HESI LPN
Adult Health 2 Exam 1
1. The nurse is caring for a client with acute pancreatitis. Which intervention should be included in the plan of care?
- A. Provide a high-protein diet
- B. Encourage oral fluids
- C. Administer intravenous fluids as prescribed
- D. Monitor for signs of hyperglycemia
Correct answer: C
Rationale: The correct intervention to include in the plan of care for a client with acute pancreatitis is to administer intravenous fluids as prescribed. Intravenous fluids are crucial to maintain hydration and electrolyte balance in clients with acute pancreatitis. Providing a high-protein diet (Choice A) is not recommended initially for clients with acute pancreatitis, as they may need to be kept NPO (nothing by mouth) to rest the pancreas. Encouraging oral fluids (Choice B) may not be appropriate if the client is experiencing severe symptoms and requires intravenous fluids. Monitoring for signs of hyperglycemia (Choice D) is important but not the immediate intervention needed to address the fluid and electrolyte imbalances associated with acute pancreatitis.
2. When teaching a diabetic client about foot care, what information is most important?
- A. Inspect feet daily
- B. Wear cotton socks
- C. Use lukewarm water to wash feet
- D. Cut nails straight across
Correct answer: A
Rationale: Inspecting feet daily is crucial for diabetic clients as it can help prevent complications like infections and ulcers. This practice allows for early detection of any foot issues, enabling timely intervention. While wearing cotton socks (choice B) is beneficial as they absorb moisture and reduce the risk of fungal infections, it is not as critical as daily foot inspection. Using lukewarm water to wash feet (choice C) is important to prevent burns or skin damage in diabetic clients with decreased sensation, but it is not as crucial as daily foot inspection. Cutting nails straight across (choice D) is essential to prevent ingrown nails, but it is not the most important information when educating diabetic clients about foot care.
3. A client has a prescription for enteric-coated (EC) aspirin 325mg PO daily. The medication drawer contains one 325mg aspirin. What action should the nurse take?
- A. Contact the pharmacy and request the prescribed form of aspirin
- B. Instruct the client about the effects of the medication
- C. Administer the aspirin with a full glass of water or a small snack
- D. Withhold the aspirin until consulting with the healthcare provider
Correct answer: A
Rationale: The correct action for the nurse to take is to contact the pharmacy and request the prescribed form of aspirin. Enteric-coated medications are designed to dissolve in the intestine, not the stomach, to avoid irritation. Therefore, it is essential to ensure the client receives the correct form of aspirin as prescribed. Instructing the client about the effects of the medication (choice B) is not necessary at this point as the issue is related to the form of the aspirin. Administering the aspirin with a full glass of water or a small snack (choice C) is not appropriate as it does not address the need for the correct form of the medication. Withholding the aspirin (choice D) without consulting the healthcare provider is not advisable as it may lead to a delay in the client receiving the necessary medication.
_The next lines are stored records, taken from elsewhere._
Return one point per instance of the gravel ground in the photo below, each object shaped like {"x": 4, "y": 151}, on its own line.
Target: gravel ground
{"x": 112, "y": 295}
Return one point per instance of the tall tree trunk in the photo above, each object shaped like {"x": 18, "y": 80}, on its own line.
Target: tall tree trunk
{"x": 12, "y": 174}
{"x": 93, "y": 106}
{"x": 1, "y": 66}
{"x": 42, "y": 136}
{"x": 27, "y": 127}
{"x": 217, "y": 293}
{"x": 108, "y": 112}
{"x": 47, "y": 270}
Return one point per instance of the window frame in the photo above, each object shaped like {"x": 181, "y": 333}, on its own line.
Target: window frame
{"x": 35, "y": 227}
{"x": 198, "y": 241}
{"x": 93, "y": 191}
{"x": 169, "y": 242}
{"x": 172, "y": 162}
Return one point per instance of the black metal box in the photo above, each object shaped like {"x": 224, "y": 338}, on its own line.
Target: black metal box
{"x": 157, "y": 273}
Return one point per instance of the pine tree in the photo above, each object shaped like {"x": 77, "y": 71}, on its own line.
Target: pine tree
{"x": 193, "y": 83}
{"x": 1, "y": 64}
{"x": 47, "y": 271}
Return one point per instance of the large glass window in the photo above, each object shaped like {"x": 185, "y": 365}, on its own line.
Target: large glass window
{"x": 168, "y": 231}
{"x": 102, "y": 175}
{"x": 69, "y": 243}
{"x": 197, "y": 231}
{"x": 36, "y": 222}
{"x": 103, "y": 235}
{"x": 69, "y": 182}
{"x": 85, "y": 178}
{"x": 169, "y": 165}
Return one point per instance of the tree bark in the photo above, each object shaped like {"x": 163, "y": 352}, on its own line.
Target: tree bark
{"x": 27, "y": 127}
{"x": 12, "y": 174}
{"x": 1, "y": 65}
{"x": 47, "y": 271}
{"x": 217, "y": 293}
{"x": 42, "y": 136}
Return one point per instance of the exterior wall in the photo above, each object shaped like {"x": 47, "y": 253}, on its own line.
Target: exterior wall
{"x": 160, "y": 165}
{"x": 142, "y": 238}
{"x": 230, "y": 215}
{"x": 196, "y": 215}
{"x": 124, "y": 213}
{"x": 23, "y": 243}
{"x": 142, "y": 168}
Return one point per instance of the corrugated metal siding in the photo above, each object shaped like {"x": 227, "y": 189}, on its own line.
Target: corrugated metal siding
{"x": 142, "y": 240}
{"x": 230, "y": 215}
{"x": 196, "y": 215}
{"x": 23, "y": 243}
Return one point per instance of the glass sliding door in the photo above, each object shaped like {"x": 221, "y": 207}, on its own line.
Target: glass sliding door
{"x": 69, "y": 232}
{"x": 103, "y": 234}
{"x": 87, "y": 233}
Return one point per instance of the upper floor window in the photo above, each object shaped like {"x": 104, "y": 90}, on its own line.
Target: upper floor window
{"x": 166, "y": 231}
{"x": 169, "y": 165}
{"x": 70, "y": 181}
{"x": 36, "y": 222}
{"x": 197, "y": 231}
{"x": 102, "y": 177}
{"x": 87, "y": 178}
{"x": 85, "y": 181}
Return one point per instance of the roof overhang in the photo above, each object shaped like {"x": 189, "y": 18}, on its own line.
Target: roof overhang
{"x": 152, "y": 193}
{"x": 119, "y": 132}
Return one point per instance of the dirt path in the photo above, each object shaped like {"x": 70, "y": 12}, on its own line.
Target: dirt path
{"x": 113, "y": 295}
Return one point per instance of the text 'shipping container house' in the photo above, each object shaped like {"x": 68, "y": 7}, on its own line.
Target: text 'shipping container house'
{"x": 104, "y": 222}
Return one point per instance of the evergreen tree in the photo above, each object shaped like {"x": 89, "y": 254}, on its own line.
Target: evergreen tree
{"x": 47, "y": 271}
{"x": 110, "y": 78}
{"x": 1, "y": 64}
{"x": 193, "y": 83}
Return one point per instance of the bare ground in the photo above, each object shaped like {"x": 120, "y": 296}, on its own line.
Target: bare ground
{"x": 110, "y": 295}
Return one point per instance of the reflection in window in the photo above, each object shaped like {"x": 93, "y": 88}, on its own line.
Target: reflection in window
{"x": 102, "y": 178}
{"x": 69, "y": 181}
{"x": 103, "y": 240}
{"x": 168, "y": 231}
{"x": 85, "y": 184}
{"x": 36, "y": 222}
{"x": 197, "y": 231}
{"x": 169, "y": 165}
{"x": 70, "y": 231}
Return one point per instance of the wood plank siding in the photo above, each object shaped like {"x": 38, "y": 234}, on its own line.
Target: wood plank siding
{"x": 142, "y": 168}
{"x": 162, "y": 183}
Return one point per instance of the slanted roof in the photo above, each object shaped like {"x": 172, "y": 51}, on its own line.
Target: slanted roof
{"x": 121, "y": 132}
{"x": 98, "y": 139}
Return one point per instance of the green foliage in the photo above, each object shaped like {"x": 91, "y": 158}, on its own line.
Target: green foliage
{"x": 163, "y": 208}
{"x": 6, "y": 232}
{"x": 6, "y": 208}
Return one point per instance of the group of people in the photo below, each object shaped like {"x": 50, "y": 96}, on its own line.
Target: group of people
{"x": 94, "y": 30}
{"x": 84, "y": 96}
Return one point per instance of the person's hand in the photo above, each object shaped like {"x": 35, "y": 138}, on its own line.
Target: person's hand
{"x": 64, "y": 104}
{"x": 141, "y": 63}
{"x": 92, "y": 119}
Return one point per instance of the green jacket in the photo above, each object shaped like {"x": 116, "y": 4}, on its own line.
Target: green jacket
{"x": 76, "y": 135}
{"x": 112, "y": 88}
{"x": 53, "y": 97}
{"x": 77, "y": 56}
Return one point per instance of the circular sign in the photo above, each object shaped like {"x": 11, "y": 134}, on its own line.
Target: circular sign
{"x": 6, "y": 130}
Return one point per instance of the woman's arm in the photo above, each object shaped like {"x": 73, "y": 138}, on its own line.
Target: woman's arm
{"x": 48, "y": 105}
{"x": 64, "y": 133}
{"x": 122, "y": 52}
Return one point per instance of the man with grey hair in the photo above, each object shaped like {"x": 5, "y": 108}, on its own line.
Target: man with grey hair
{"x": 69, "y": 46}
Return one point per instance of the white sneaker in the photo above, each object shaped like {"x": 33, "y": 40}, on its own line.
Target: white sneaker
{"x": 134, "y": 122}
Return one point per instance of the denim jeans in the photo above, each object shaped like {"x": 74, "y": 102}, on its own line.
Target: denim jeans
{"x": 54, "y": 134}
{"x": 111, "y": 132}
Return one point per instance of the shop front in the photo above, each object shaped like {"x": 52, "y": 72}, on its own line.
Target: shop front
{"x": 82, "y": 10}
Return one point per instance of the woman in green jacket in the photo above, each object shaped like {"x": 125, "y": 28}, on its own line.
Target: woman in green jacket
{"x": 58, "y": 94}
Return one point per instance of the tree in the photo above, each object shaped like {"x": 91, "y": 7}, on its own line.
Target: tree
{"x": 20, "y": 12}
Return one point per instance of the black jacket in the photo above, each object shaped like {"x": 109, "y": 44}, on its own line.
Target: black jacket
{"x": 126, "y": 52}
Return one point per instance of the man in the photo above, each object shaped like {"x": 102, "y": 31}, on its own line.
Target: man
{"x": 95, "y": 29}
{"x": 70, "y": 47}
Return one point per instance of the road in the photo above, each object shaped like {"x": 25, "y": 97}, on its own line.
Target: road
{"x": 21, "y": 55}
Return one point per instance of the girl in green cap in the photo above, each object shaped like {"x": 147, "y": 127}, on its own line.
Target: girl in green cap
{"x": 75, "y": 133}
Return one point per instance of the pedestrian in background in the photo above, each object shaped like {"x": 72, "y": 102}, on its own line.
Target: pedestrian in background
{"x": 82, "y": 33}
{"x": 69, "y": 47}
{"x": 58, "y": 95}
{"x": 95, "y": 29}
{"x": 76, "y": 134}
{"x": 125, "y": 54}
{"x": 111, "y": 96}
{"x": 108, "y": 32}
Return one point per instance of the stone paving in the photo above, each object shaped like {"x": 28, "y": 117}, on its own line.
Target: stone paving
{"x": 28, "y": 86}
4. A grand multiparous client had a precipitous delivery in the emergency room 6 hours ago. The client was given oxytocin intramuscularly after birth. The nurse examines the client and observes the pad under her buttocks is full of blood. Which action should the nurse take first?
- A. Place a new pad and weigh the pad removed to determine blood loss.
- B. Massage the fundus and express clots.
- C. Start an IV and begin an oxytocin infusion.
- D. Clean the perineal area and encourage her to breastfeed.
Correct answer: B
Rationale: Massaging the fundus and expressing clots helps contract the uterus and reduce postpartum hemorrhage.
5. Which nursing activity is within the scope of practice for the practical nurse?
- A. Complete an admission assessment in the normal newborn nursery
- B. Discontinue a central venous catheter that has become dislodged
- C. Observe a client rotate the subcutaneous site for an insulin pump
- D. Monitor a continuous narcotic epidural for a postoperative client
Correct answer: C
Rationale: The correct answer is C: 'Observe a client rotate the subcutaneous site for an insulin pump.' This activity is within the scope of practice for a practical nurse as it involves observing and ensuring proper technique for using an insulin pump, which aligns with their training and responsibilities. Choices A, B, and D are beyond the typical scope of practice for a practical nurse. Completing an admission assessment for a newborn nursery is usually performed by a registered nurse. Discontinuing a dislodged central venous catheter and monitoring a narcotic epidural require advanced skills and knowledge, usually carried out by registered nurses or advanced practice nurses.